‹ Kinyanjui Wangonya

Testing Click applications with Pytest

Aug 20, 2019

Read time: 3 minutes

It’s good practice to, as much as possible, write tests for your code. If you’re working with Python, pytest makes the process of writing and running tests much smoother. I wrote a few posts some time back on getting started with testing with pytest, so if you’re completely new to it, you might want to take a look at them:

For testing CLI apps, Click provides a convenient module: click.testing which has some useful functions (notably CliRunner()) to help us invoke commands and check their behavior.

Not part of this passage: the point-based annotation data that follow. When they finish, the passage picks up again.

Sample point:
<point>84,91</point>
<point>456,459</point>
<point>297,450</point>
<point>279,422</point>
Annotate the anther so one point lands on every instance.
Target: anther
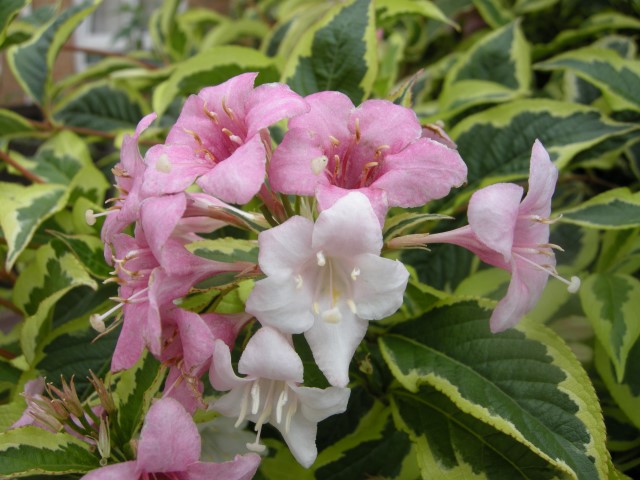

We’ll go ahead and test each part of our app - creating, reading, updating and deleting.

Installing pytest and writing the first test

pytest can be installed via pip:

(env) $ pip install pytest

After installing pytest, create a tests folder in the root directory and add the first test file:

(env) $ mkdir tests && cd tests

(env) $ touch test_app.py

In the test_app file, add the following code for a start:

def test_add():

To run the test, run pytest on the terminal:

(env) $ pytest
================== test session starts ====================
platform linux -- Python 3.7.3, pytest-5.1.0, py-1.8.0, pluggy-0.12.0
rootdir: /home/wangonya/code/contacts-cli
collected 1 item

tests/test_app.py .                              [100%]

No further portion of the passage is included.